“Have you ever done this before?” Cody Vichinsky asked East Hampton Town Police Officer Grace Peterson as the two knelt next to each other on Vichinsky’s front porch.
“From the other side,” Officer Peterson responded, “twice.”
The pair were kneeling next to Vichinsky’s wife, Lauren, each holding one of her legs. Lauren Vichinsky was about to give birth to the couple’s second daughter — right there on the porch.
A few minutes earlier on Wednesday evening, April 20, Peterson had been in her patrol car deep in Northwest Woods, assisting a woman who had fallen and broken her arm, when a call came in that a woman was going into labor.
The 19-year veteran sprinted to the house in Hardscrabble, pulling in to find Lieutenant Daniel Toia putting an oxygen mask on Lauren Vichinsky, who was on all fours on the front porch, in agony.
“She was crying and timing her contractions with her phone — they were about two minutes apart — and she told me she had the urge to push,” a clear signal that mothers are intimately familiar with, Peterson recalled on Thursday, April 21. “It was her second child, so she knew that things were moving quickly. I could tell by her face that we were going to have that baby.”
Police officers are shown a video on assisting with childbirth when they are in the training academy. For Peterson, that was 19 years ago, and that is the extent of the training for such situations they get.
East Hampton Town Police Chief Michael Sarlo said that in his 27 years on the force, he could not recall an officer fully delivering a baby.
But motherly instincts kick in quickly in tense moments, Peterson said, and the men who were there on Wednesday evening say the mother of two daughters immediately took charge.
“Grace, it was like she’d done it a million times,” Toia said. “I asked her, ‘When the hell did you get an M.D.?’ She put on an outstanding performance. I’m really glad she was there.”
While Toia and Officer Jake Bramwell eased the mother-to-be onto her back, Peterson started undressing her and sent Cody Vichinsky to gather towels and blankets and pillows and bring them to the porch. There was no time to move her.
“She was in the zone, instinctively. She was directing everybody, and you could see she was thinking about each step ahead of anyone else,” Cody Vichinsky recalled on Thursday, from Stony Brook University Hospital, where his wife and new daughter, Isabelle, are doing well.
That outcome wasn’t always assured.
With Vichinsky and Peterson each holding a leg, Lauren Vichinsky started to push, and the baby came out quickly. But as the head became visible, something was clearly wrong.
“The head popped out, and she was blue as a Smurf,” Cody Vichinsky recounted. “She wasn’t breathing. The umbilical cord was wrapped around her neck.”

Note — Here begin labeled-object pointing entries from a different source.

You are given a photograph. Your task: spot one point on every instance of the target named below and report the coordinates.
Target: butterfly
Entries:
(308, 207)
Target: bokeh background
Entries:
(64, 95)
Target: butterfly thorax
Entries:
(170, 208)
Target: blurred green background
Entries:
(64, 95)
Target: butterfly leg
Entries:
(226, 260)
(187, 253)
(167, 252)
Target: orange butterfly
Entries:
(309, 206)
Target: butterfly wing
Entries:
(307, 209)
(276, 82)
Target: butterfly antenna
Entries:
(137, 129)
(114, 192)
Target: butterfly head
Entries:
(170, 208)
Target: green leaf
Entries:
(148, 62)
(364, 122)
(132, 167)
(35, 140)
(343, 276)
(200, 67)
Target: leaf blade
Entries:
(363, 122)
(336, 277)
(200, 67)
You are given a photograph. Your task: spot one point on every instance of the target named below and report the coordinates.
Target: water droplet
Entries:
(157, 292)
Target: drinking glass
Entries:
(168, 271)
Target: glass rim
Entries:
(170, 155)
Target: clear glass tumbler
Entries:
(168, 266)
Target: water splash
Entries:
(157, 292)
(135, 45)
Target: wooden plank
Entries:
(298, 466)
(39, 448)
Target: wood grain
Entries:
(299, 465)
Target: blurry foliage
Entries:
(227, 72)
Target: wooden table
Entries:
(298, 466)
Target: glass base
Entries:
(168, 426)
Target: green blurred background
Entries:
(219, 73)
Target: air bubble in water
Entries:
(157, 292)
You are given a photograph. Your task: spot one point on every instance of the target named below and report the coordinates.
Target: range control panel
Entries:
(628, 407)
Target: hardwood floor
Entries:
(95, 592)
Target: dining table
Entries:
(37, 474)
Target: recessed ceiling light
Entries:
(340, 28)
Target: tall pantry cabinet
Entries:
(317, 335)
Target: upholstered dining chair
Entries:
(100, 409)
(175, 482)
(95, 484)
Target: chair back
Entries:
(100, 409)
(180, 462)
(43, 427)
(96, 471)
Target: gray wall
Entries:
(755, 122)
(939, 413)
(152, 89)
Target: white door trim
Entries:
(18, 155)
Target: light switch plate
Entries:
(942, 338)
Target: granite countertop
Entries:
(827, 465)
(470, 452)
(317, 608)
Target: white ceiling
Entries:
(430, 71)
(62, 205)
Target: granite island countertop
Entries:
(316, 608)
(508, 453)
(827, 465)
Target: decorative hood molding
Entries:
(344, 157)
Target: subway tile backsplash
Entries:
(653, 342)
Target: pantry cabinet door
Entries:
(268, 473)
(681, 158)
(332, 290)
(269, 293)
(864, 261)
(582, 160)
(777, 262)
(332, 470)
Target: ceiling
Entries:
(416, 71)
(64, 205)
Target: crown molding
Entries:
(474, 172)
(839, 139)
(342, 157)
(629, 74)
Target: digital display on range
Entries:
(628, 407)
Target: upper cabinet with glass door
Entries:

Another push from Lauren Vichinsky, and Isabelle popped out and Peterson acted quickly.
“It was scary,” she said. “The umbilical cord was wrapped around her neck, and I could see fluid in her nose and mouth. I unwrapped the cord and was able to flip her over, and I put my fingers in her mouth and cleared out the fluid. And Cody got something, a suction thing, from the house, and was able to clear out her nose.
“Then I heard her cry. I wanted to hear that cry so desperately.”
It was 7:07 p.m. — about 40 minutes after Cody Vichinsky had arrived home, and 35 minutes after his wife, who was 35 weeks pregnant, had first said she was suddenly feeling a twinge of contractions.
The couple had scrambled to gather things to head to the hospital, but the contractions were intensifying and gathering speed much faster than with the couple’s first experience 18 months earlier.
“We’re walking out the door, and she stopped, and next thing I knew she was on all fours in agony and couldn’t move — it suddenly got very real,” Cody Vichinsky recalled.
Only a handful of minutes later, color came to Isabelle’s face and her cries got stronger. Peterson and the baby’s father wrapped her in a towel and put her on her mother’s belly for skin-to-skin contact, then draped the pair in heavy blankets to ward off the cold evening — just as EMTs pulled in the driveway.
Peterson said she felt like it was then when she took her first breath since she’d gotten out of her car.
“It was very intense,” she said. “I didn’t think about it until later, but things could have gone way wrong.”
Cody Vichinsky heaped praise on Peterson, Toia and Bramwell for keeping their cool in a very stressful moment, keeping him and his wife calm — he’d been picturing himself driving with a police escort through evening traffic; his wife had asked Peterson if she’d had an epidural — and, of course, potentially saving their new daughter’s life.
“Without those officers, I don’t think my daughter would be alive,” he said. “Officer Peterson, in our house, will always be a hero.”
But Peterson says the credit should go to the one who did the real work.
“Lauren was the hero on that porch. I’m just happy I was there to be able to assist her,” Peterson said.
She added, “Mother’s Day should definitely be a full week.”